Der Mensch ist von einer Wolke aus Bakterien umgeben
Nicht alle Bakterien machen krank. Es gibt auch ungefährliche, sogar nützliche Bakterien. Forscher aus den USA haben nun herausgefunden, dass jeder Mensch von einer individuellen Wolke aus unsichtbaren Bakterien umgeben ist - und so einen mikrobiologischen Fingerabdruck besitzt.
Wenn ein Mensch einen Raum betritt, dann kommt er nicht allein. Eine Wolke aus Millionen winzigen Partikeln schwebt um ihn herum. Es handelt sich um kleinste Organismen, die vom Menschen selbst stammen.
Professor Harald Seifert vom Institut für Medizinische Mikrobiologie, Immunologie und Hygiene der Kölner Universitätsklinik muss nicht lange suchen, er findet die kleinen Lebewesen fast überall auf und im Menschen
"Der Mensch ist besiedelt mit einer Vielzahl von Bakterien. Letztendlich beherbergt er bei sich mehr Bakterien als er Körperzellen hat. Die meisten davon leben im Darm, die allermeisten im Dickdarm, weniger auf den Schleimhäuten von Mund und Rachen oder der Luftröhre beispielsweise. Und ein erheblicher Anteil der Bakterien lebt auch auf der Haut."
Insbesondere die Bakterien auf der Haut sind es, aus denen sich die Mikrobenwolke des Menschen zusammensetzt. Die kleinen Organismen besiedeln die obere Hautschicht.
Wenn ein Mikrobiologe wie Harald Seifert die Haut eines Menschen genauer untersucht, dann entdeckt er unterschiedliche Lebensräume – wie in einem Ökosystem.
"Die Hautfläche ist etwa 1,8 Quadratmeter groß. Und die Bakteriendichte auf der Haut ist sehr unterschiedlich.
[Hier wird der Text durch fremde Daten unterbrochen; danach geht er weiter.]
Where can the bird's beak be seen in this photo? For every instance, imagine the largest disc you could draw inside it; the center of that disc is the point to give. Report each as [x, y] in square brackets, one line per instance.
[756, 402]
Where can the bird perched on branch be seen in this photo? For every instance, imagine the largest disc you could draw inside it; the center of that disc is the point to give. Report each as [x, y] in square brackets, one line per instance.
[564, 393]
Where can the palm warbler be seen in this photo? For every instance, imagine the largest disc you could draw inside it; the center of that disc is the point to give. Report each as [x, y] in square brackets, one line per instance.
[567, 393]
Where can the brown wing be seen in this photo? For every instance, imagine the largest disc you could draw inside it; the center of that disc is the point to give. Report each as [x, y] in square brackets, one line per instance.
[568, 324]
Sie ist am höchsten im Bereich des Kopfes, sowohl des behaarten Kopfes als auch im Bereich der Stirn, auf den Oberarmen und im Schultergürtel und sehr viel geringer auf den Handflächen, den Fußflächen, den Unterarmen und auch den Unterschenkeln."
Manchmal aber verlassen die Bakterien ihre Heimat, die Haut. Sie werden losgerissen und schweben auf Hautschuppen, Staubkörnern oder völlig frei durch den Raum. Bis zu eine Millionen dieser biologischen Partikel verlässt jede Stunden den Menschen. Wissenschaftler der Universität von Oregon haben die so entstehenden Mikrobenwolken nun genauer untersucht.
Bakterien sind von Person zu Person verschieden
Sie setzten drei Probanden leicht bekleidet in einen Raum und untersuchten dann, welche Bakterien-Arten den Raum bevölkerten. Schnell stieg die Zahl der Coryne- und Propioni-Bakterien. Das sind typische Hautbewohner. Aber auch Streptokokken aus der Mundschleimhaut kamen in steigender Zahl vor, wahrscheinlich aus der Atemluft der Probanden. Insgesamt fanden die Forscher tausend Bakterien-Spezies. Im nächsten Schritt zeigten sie, dass sich die Zusammensetzung der Wolke von Person zu Person unterscheidet. Für den Kölner Mikrobiologen Harald Seifert ist das keine Überraschung.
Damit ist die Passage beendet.